VII. Du Plessis Mornai accusé par Grotius d’être Junius Brutus. Comment justifié par Rivet.

L’endroit où Grotius assure que l’écrit de Junius Brutus a été fait par Mornai est à la page 91 de son dernier ouvrage contre Rivet. C’est un ouvrage posthume, imprimé l’an 1645, sous le titre de Rivetiani Apologetici pro Schismate contra Votum Pacis facti, Discussio. Dans un écrit précédent, je veux dire dans son Appendix de Antichristo, il n’avait pas voulu nommer Mornai. L’exécrable livre de Boucher, dit-il [e], touchant la déposition de Henri III, roi de France, a été tiré, quant aux raisons, et même quant aux expressions, non pas de Mariana ou de Santarel ; mais de Junius Brutus (je sais assez qui c’est, mais puisqu’il a voulu être caché, qu’il le soit), et de quelques autres savans de la même secte. Liber flagitiosissimus Boucherii de abdicatione Henrici III, Galliarum regis, non argumentis tantùm sed et verbis desumtus est, non ex Marianâ aut Santarello, sed ex Junio Bruto (quis is sit sat scio, sed quia latere voluit, lateat), ex viris doctis quidem at factionis ejusdem. Dans une lettre qu’il écrivit de Paris, le 28 de février 1643 [f], il n’use point d’une semblable retenue. Je crois avoir écrit, dit-il, que l’auteur du Junius Brutus est Philippe de Mornai, et que Louis Villiers est celui qui fit imprimer le livre : je le redis encore, parce que des Ma-

  1. C’est celle de Giessæ Hassorum, 1687.
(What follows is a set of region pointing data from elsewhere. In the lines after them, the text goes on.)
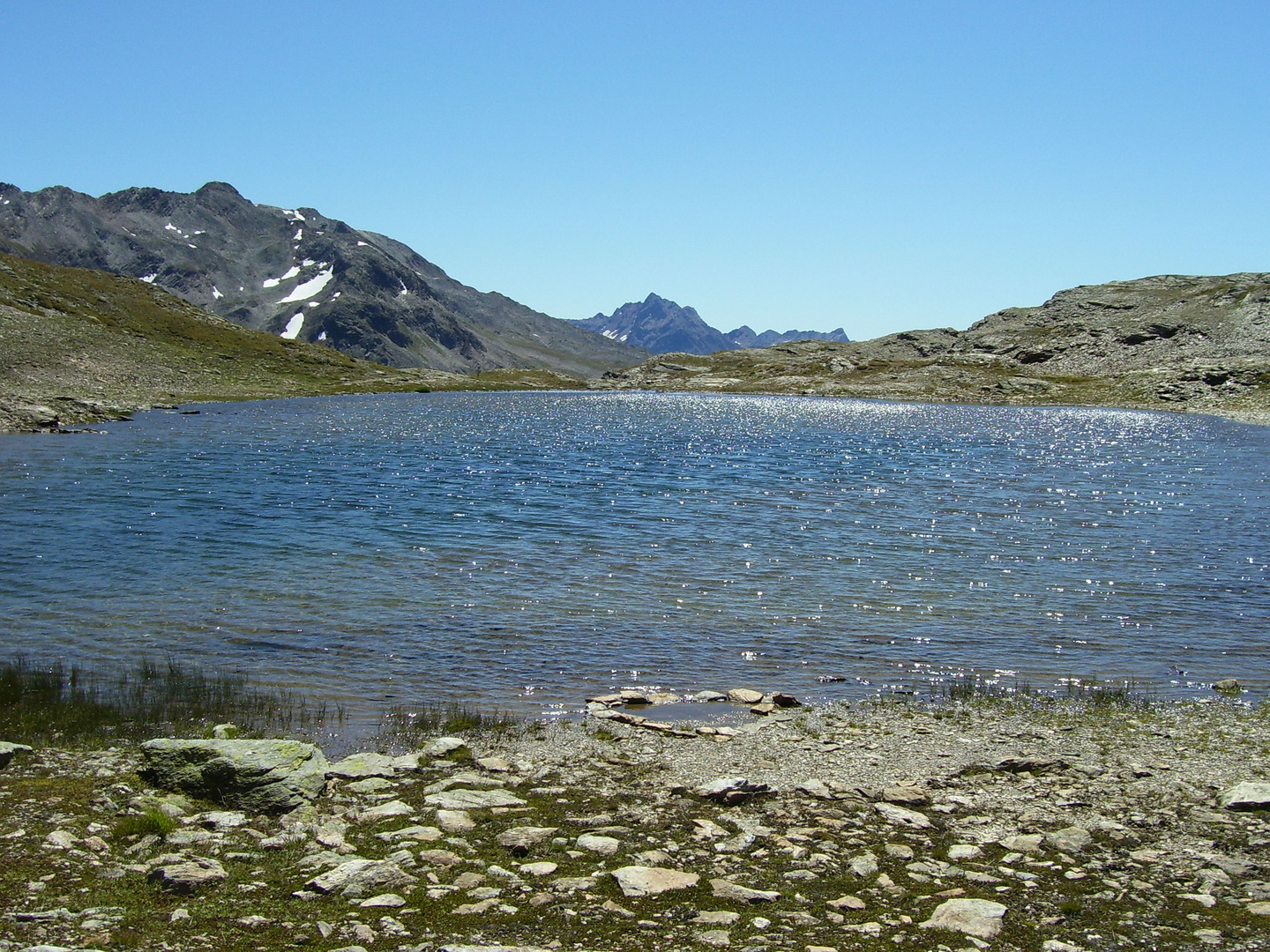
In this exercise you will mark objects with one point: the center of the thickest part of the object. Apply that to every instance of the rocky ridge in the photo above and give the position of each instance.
(81, 346)
(869, 825)
(1169, 342)
(299, 274)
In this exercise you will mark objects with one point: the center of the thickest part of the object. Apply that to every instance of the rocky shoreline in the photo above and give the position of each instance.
(1039, 825)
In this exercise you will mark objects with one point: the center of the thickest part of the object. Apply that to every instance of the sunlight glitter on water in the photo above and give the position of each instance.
(467, 545)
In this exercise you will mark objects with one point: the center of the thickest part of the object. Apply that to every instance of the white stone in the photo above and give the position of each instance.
(652, 881)
(973, 917)
(605, 845)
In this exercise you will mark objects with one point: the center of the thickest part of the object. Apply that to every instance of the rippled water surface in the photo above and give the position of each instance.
(527, 548)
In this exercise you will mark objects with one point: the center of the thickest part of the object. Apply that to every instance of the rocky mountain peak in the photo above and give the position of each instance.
(296, 273)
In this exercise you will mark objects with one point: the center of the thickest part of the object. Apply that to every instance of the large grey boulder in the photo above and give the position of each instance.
(257, 776)
(1246, 796)
(188, 876)
(358, 877)
(652, 880)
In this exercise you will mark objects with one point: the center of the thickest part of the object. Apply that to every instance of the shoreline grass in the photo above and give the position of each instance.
(58, 703)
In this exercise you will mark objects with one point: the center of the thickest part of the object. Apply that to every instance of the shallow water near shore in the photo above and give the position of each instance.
(524, 550)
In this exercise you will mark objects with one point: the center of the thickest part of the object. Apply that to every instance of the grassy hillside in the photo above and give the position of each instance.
(80, 346)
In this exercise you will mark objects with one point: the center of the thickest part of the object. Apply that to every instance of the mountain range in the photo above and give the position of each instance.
(663, 326)
(299, 274)
(1169, 342)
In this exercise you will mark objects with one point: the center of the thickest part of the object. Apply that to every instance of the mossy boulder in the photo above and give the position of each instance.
(256, 776)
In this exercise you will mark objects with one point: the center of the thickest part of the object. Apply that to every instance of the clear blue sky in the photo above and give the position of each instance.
(874, 165)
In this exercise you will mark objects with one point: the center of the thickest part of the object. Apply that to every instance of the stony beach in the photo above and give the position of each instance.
(1045, 825)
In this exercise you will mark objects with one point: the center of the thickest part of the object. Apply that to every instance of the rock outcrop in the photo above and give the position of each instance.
(259, 776)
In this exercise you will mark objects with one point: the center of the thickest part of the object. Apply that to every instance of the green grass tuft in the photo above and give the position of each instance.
(69, 703)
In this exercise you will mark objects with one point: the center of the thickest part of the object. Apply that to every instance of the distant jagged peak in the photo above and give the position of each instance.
(663, 326)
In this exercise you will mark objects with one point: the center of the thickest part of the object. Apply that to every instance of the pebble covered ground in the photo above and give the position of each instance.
(1050, 827)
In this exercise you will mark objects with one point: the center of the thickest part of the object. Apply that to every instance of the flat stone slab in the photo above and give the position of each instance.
(358, 877)
(1072, 839)
(385, 811)
(519, 839)
(900, 816)
(471, 799)
(725, 889)
(975, 917)
(652, 880)
(256, 776)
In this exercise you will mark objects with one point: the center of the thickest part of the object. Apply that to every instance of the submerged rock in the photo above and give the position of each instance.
(8, 750)
(361, 766)
(257, 776)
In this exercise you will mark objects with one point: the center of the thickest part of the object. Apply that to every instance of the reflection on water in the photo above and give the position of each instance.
(527, 548)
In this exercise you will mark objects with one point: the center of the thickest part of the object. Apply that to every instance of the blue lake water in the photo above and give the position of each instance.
(524, 550)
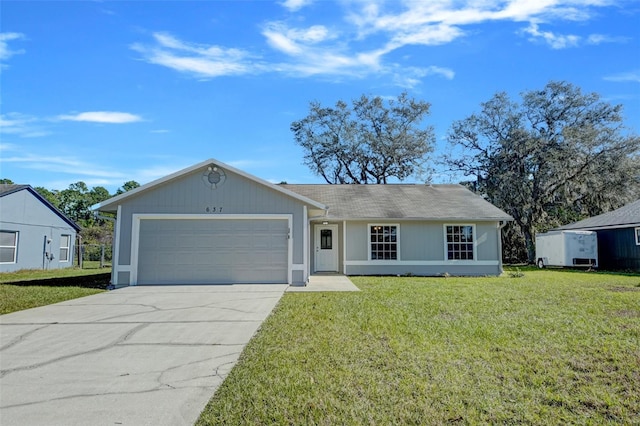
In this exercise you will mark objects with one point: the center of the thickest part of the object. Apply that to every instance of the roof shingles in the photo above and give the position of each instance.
(401, 201)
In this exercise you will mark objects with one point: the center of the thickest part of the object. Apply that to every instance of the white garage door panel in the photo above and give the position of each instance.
(209, 251)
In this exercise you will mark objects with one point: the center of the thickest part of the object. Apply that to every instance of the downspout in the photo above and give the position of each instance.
(501, 224)
(113, 220)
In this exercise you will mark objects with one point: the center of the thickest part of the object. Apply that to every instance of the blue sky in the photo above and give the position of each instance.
(110, 91)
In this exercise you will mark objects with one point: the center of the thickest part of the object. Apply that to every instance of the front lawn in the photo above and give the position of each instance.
(552, 347)
(43, 274)
(18, 297)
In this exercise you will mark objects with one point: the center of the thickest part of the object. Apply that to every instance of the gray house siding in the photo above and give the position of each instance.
(422, 250)
(40, 232)
(617, 249)
(189, 195)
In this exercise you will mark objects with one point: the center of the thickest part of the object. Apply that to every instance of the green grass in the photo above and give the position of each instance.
(16, 298)
(39, 274)
(552, 347)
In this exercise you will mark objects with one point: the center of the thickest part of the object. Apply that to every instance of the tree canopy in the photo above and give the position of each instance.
(369, 142)
(557, 156)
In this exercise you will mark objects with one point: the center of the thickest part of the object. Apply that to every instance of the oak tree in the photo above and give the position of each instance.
(370, 141)
(557, 156)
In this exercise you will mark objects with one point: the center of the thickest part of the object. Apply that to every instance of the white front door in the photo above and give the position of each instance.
(326, 248)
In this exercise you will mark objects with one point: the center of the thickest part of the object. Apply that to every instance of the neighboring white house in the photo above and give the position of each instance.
(33, 233)
(212, 223)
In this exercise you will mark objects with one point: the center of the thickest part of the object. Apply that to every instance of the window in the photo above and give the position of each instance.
(326, 242)
(65, 241)
(8, 246)
(459, 242)
(383, 240)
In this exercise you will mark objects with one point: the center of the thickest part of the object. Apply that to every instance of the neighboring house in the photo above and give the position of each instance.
(212, 223)
(618, 236)
(33, 233)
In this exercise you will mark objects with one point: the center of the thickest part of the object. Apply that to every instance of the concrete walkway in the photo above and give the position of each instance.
(326, 282)
(134, 356)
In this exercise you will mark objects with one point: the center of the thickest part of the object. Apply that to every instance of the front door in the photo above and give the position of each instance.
(326, 246)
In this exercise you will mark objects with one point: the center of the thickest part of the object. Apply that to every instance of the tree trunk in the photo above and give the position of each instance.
(529, 239)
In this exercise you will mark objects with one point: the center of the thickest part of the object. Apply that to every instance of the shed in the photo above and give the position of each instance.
(618, 236)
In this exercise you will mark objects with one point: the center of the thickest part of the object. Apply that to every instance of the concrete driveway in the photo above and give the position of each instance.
(134, 356)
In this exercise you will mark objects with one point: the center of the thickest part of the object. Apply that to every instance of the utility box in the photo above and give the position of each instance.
(567, 248)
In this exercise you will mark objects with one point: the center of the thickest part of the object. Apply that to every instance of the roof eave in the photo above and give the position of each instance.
(111, 204)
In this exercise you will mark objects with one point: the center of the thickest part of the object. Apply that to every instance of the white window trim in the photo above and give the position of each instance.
(446, 244)
(68, 247)
(14, 247)
(369, 242)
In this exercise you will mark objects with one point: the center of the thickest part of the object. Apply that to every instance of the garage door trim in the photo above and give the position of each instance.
(135, 233)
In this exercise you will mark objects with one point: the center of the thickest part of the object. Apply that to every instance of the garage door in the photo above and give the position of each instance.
(213, 251)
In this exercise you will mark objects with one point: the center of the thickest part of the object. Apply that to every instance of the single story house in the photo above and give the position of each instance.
(618, 237)
(33, 233)
(212, 223)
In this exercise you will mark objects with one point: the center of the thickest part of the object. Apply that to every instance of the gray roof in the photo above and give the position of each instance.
(6, 188)
(624, 217)
(401, 201)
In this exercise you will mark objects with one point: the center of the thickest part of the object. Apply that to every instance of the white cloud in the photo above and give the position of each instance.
(205, 61)
(112, 117)
(602, 38)
(359, 45)
(295, 5)
(555, 41)
(67, 165)
(632, 76)
(5, 52)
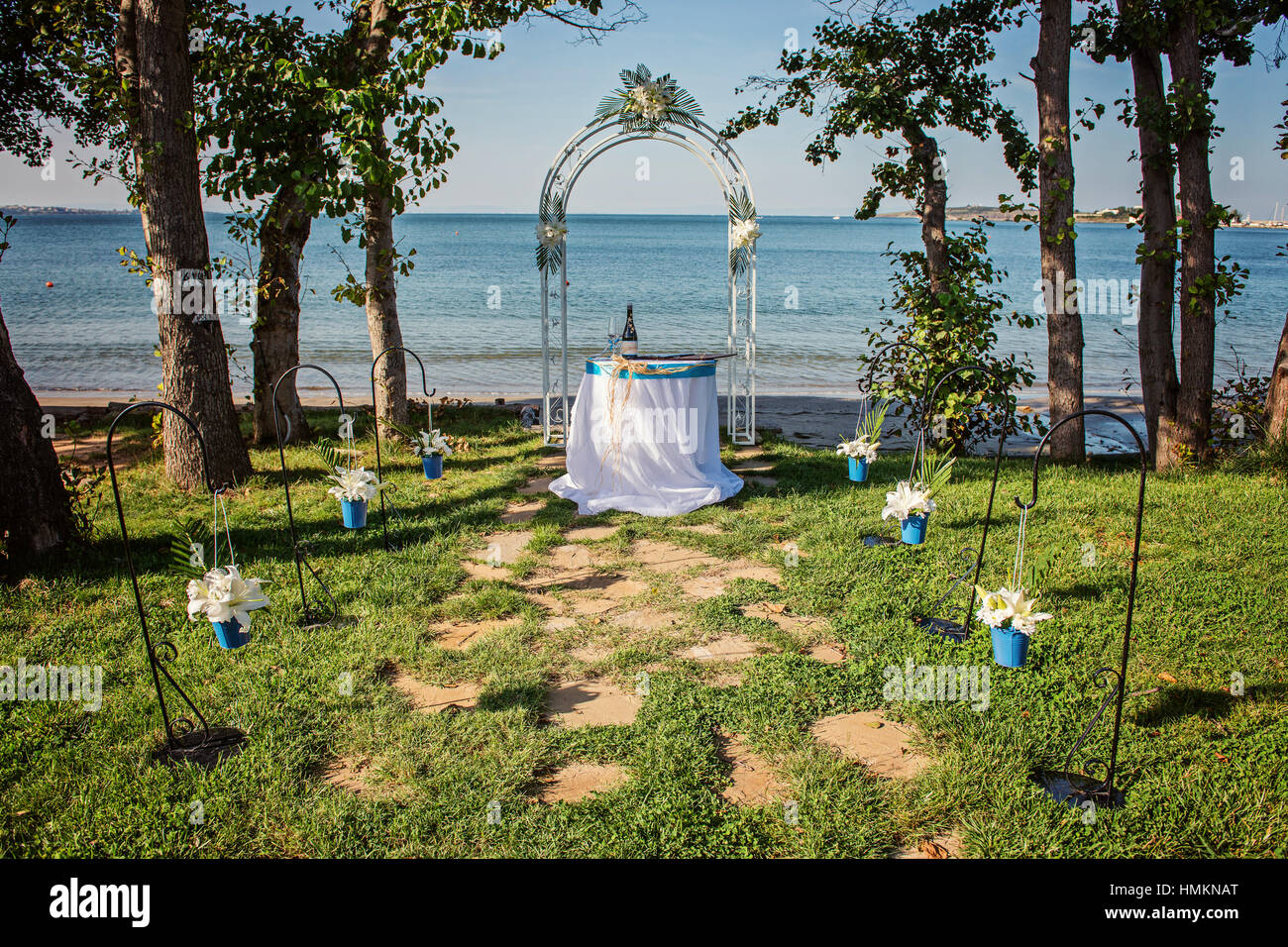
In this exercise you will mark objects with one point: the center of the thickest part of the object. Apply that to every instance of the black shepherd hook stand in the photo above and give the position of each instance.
(183, 740)
(1067, 785)
(308, 616)
(429, 394)
(867, 393)
(947, 628)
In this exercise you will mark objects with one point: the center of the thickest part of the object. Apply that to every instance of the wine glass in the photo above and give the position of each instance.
(616, 326)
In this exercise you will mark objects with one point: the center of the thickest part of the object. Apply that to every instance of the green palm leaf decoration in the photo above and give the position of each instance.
(742, 217)
(550, 224)
(649, 105)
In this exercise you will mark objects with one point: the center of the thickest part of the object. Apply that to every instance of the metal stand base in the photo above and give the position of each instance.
(1074, 789)
(205, 750)
(945, 629)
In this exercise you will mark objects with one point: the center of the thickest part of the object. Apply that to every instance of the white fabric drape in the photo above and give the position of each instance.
(647, 444)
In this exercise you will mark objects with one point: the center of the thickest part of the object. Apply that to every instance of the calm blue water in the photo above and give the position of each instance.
(94, 329)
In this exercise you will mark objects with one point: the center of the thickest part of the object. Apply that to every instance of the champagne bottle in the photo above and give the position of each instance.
(630, 341)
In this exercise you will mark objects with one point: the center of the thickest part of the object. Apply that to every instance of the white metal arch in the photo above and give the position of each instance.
(702, 141)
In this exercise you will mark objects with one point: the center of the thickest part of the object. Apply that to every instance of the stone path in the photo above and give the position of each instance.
(578, 781)
(881, 745)
(752, 781)
(591, 702)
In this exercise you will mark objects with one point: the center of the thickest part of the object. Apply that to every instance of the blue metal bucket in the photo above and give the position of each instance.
(355, 513)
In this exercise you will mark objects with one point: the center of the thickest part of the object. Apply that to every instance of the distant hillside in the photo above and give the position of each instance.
(970, 211)
(26, 209)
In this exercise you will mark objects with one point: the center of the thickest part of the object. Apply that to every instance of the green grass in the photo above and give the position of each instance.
(1203, 770)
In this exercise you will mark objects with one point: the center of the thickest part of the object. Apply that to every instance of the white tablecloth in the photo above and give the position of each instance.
(645, 444)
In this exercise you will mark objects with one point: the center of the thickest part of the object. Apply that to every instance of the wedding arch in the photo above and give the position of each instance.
(657, 110)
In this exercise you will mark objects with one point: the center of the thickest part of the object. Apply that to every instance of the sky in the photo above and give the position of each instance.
(513, 114)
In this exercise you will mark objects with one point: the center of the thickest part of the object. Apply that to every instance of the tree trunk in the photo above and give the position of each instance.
(934, 206)
(1159, 386)
(1198, 239)
(1055, 201)
(153, 50)
(381, 302)
(275, 343)
(1276, 398)
(35, 510)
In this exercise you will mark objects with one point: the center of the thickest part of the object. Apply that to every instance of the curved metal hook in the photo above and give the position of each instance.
(429, 394)
(155, 659)
(1107, 785)
(1037, 457)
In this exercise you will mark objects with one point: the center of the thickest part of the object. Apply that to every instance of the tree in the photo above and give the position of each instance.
(156, 82)
(902, 77)
(1276, 398)
(35, 506)
(1056, 228)
(1176, 131)
(268, 134)
(394, 46)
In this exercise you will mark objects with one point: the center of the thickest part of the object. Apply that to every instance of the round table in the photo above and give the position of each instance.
(645, 440)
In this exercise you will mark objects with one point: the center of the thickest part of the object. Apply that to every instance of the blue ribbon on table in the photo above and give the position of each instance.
(702, 369)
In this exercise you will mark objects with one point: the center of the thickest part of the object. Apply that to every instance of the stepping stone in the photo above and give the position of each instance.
(505, 547)
(763, 574)
(665, 557)
(645, 620)
(589, 534)
(827, 654)
(591, 702)
(481, 570)
(460, 635)
(947, 845)
(520, 512)
(580, 780)
(752, 779)
(590, 654)
(541, 484)
(724, 648)
(433, 699)
(777, 613)
(883, 746)
(592, 605)
(570, 557)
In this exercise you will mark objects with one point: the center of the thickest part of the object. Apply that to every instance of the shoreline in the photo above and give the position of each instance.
(810, 420)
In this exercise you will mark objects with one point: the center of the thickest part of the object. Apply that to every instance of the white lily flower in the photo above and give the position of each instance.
(906, 500)
(223, 595)
(1008, 608)
(552, 232)
(649, 101)
(432, 442)
(745, 232)
(859, 449)
(355, 484)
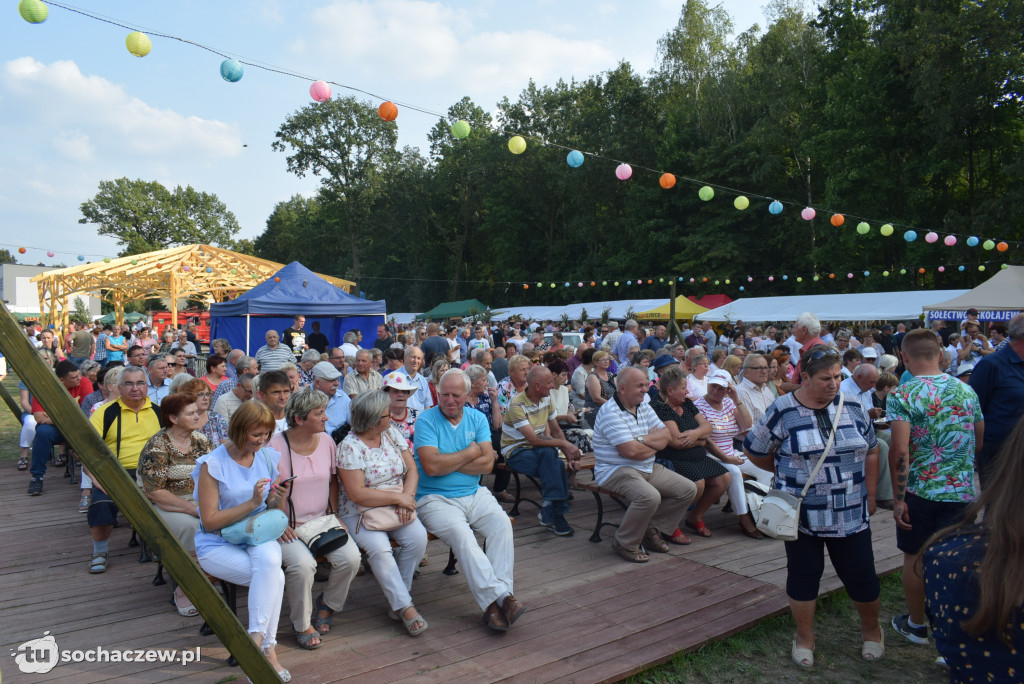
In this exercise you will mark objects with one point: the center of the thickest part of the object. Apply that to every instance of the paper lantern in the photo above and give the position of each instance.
(33, 11)
(320, 91)
(517, 144)
(138, 43)
(387, 111)
(231, 71)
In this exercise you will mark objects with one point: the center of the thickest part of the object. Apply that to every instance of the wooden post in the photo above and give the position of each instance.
(70, 420)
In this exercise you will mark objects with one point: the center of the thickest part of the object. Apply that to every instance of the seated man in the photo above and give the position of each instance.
(46, 433)
(453, 450)
(627, 434)
(530, 439)
(126, 426)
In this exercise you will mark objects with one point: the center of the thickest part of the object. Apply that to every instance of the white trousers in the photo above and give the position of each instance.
(455, 521)
(259, 568)
(393, 570)
(300, 566)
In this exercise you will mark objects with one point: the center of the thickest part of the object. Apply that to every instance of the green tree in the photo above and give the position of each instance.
(144, 216)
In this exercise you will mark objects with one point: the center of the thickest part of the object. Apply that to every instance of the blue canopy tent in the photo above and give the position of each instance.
(293, 290)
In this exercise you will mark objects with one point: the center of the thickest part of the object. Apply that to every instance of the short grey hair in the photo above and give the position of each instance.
(366, 410)
(475, 373)
(810, 322)
(303, 402)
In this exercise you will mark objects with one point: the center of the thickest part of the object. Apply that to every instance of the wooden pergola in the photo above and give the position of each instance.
(197, 271)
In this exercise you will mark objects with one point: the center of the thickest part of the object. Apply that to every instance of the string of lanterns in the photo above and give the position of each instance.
(231, 70)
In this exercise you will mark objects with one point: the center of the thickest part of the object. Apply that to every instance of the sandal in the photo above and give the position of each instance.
(873, 650)
(305, 640)
(638, 556)
(400, 615)
(677, 538)
(802, 656)
(322, 625)
(652, 540)
(699, 527)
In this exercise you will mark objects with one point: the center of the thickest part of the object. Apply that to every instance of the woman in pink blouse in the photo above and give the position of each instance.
(307, 452)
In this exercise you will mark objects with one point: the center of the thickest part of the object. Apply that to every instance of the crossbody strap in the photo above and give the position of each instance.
(832, 438)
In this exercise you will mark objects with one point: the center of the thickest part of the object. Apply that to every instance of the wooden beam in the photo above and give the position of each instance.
(105, 469)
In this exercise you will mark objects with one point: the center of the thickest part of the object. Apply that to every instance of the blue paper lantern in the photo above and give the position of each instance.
(231, 71)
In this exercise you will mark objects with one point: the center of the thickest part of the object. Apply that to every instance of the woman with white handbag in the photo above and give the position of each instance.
(307, 452)
(378, 502)
(823, 454)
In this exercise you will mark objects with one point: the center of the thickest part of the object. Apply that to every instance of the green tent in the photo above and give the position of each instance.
(460, 309)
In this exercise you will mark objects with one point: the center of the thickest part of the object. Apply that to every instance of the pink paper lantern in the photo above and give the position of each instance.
(320, 91)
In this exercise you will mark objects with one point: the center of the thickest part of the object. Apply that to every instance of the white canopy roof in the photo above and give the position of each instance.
(862, 306)
(574, 311)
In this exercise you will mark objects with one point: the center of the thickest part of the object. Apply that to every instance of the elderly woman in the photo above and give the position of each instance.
(377, 470)
(307, 452)
(790, 440)
(729, 419)
(237, 480)
(686, 453)
(164, 472)
(310, 357)
(600, 386)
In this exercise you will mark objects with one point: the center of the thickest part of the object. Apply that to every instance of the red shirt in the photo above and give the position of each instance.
(84, 389)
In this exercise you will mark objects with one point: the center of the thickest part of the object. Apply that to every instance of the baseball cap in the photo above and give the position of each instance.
(326, 371)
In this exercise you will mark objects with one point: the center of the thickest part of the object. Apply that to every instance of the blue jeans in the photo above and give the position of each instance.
(543, 463)
(42, 446)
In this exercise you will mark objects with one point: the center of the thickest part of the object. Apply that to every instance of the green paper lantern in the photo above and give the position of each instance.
(33, 11)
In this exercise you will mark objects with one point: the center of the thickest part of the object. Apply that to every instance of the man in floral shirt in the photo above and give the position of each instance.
(936, 426)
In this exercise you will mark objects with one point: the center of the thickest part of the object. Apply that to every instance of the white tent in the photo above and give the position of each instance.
(574, 311)
(998, 298)
(862, 306)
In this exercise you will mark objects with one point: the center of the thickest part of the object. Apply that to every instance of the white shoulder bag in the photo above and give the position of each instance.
(779, 514)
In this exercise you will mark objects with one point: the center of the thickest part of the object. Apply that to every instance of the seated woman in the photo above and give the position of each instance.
(216, 370)
(376, 468)
(307, 452)
(164, 472)
(236, 480)
(686, 453)
(729, 419)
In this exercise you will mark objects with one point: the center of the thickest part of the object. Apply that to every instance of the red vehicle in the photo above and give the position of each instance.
(162, 322)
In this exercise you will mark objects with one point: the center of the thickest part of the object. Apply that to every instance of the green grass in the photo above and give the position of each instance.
(762, 652)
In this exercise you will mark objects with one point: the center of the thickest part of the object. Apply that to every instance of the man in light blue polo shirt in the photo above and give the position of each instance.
(453, 450)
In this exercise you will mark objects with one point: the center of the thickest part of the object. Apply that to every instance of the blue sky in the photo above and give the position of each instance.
(76, 108)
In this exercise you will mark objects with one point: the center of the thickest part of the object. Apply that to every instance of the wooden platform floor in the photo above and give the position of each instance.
(591, 616)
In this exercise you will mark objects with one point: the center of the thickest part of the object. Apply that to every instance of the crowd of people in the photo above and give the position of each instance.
(393, 438)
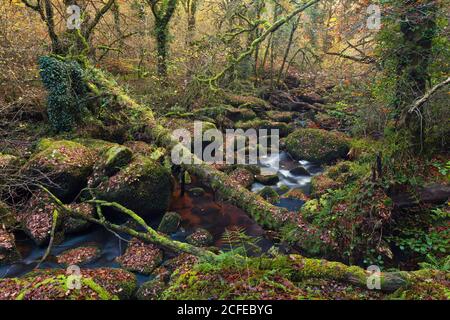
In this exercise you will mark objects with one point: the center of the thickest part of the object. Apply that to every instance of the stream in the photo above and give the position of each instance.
(196, 211)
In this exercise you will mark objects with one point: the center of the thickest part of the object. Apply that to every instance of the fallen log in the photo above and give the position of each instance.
(306, 268)
(432, 194)
(150, 131)
(299, 267)
(149, 233)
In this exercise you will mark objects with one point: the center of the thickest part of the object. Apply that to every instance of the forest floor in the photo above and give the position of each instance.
(357, 205)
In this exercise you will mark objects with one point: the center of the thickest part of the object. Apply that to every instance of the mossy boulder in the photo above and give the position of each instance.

  2. C’est son Museum, où il dit : Qui se Bruti nomine dissimulat sive Mornaus is est, sive Hubertus Languetus.
  3. À Strasbourg, l’an 1674, avec ses Institutiones Politicæ.
  4. Voyez la IIe. dissertation, pag. 322 ; et la XVIe., pag. 209.
  5. Grot. Append. de Antichr., p. 59, édit. in-12, Amst. 1641.
  6. C’est la DCXLI de la IIe. partie.